The Languages of Covid-19: Implications for Global Healthcare

Grant number: COV19\201019

Grant search

Key facts

  • Disease

    COVID-19
  • Known Financial Commitments (USD)

    $13,100
  • Funder

    British Academy
  • Principal Investigator

    Pending
  • Research Location

    United Kingdom
  • Lead Research Institution

    Queen's University Belfast, School of Arts, English and Languages
  • Research Priority Alignment

    N/A
  • Research Category

    Policies for public health, disease control & community resilience

  • Research Subcategory

    Communication

  • Special Interest Tags

    N/A

  • Study Subject

    Non-Clinical

  • Clinical Trial Details

    N/A

  • Broad Policy Alignment

    Pending

  • Age Group

    Unspecified

  • Vulnerable Population

    Not applicable

  • Occupations of Interest

    Not applicable

Abstract

Recent scholarship has identified that an interdisciplinary approach is urgently required to make sense of the biomedical, social and political implications of Covid-19. This project makes the case for the vital though to date underappreciated role that modern languages and translation studies, working together, can play in generating new understandings of the disease.
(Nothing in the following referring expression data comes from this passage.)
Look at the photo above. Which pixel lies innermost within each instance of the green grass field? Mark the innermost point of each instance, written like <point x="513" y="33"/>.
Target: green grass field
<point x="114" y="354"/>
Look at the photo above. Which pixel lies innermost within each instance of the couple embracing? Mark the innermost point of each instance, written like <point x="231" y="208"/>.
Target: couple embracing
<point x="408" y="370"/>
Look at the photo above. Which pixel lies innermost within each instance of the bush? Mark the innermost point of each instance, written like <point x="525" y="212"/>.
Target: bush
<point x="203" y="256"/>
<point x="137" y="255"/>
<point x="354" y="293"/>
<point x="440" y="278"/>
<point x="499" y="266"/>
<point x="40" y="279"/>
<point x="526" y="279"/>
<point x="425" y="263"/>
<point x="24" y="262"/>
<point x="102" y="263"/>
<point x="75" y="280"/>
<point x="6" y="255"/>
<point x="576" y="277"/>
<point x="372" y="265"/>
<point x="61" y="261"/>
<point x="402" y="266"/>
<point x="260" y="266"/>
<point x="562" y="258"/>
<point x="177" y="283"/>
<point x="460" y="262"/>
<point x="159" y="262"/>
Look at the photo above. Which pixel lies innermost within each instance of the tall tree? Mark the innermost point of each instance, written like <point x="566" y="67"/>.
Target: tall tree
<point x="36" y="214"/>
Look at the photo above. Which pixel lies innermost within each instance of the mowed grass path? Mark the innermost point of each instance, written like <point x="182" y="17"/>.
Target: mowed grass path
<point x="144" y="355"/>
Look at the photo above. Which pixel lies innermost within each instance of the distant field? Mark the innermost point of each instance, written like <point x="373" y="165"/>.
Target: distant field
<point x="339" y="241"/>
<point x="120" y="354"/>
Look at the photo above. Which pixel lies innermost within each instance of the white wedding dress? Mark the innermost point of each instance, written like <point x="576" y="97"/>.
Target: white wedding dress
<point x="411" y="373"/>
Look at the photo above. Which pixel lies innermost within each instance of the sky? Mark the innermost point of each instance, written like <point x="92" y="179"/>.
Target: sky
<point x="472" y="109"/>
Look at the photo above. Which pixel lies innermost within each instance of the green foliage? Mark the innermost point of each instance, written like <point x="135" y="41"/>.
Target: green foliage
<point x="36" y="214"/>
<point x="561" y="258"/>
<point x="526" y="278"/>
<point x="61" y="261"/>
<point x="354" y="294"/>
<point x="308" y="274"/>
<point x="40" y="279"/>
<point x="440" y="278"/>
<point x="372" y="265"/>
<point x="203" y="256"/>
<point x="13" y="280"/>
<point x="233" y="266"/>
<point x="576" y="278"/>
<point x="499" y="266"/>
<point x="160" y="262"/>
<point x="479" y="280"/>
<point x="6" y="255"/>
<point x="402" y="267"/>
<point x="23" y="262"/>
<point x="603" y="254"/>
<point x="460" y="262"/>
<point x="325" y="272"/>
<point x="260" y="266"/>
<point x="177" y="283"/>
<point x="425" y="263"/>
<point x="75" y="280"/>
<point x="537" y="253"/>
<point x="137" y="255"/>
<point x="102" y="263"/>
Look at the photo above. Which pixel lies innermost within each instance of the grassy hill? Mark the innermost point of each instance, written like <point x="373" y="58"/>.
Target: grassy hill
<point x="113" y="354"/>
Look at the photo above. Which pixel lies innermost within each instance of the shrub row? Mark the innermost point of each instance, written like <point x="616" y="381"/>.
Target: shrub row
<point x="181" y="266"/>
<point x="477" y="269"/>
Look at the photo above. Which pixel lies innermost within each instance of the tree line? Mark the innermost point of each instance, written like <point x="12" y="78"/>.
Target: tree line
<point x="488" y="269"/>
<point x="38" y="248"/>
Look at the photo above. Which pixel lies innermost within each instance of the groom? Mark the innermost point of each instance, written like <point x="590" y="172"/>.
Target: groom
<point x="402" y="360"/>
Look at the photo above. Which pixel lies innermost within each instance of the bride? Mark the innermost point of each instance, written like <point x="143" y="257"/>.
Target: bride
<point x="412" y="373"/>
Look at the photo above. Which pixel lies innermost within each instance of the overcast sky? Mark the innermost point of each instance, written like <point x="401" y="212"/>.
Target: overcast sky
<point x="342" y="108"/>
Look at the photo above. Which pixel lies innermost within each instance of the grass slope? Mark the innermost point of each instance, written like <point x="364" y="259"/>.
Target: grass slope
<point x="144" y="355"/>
Moving beyond the codes, contexts and cultural values that underpin anglophone articulations of Covid-19, the project aims to analyse what new facets or understandings of Covid-19 might be revealed by a linguistic and cultural encounter with non-anglophone languages and societies. The project will focus on the language used to frame Covid-19 in multilingual healthcare settings, in international public health campaigns and by patients across the globe, asking how these reveal new, and potentially useful, ways of thinking about and communicating the disease. The project will therefore be of benefit to medical practitioners, global policy makers and patients.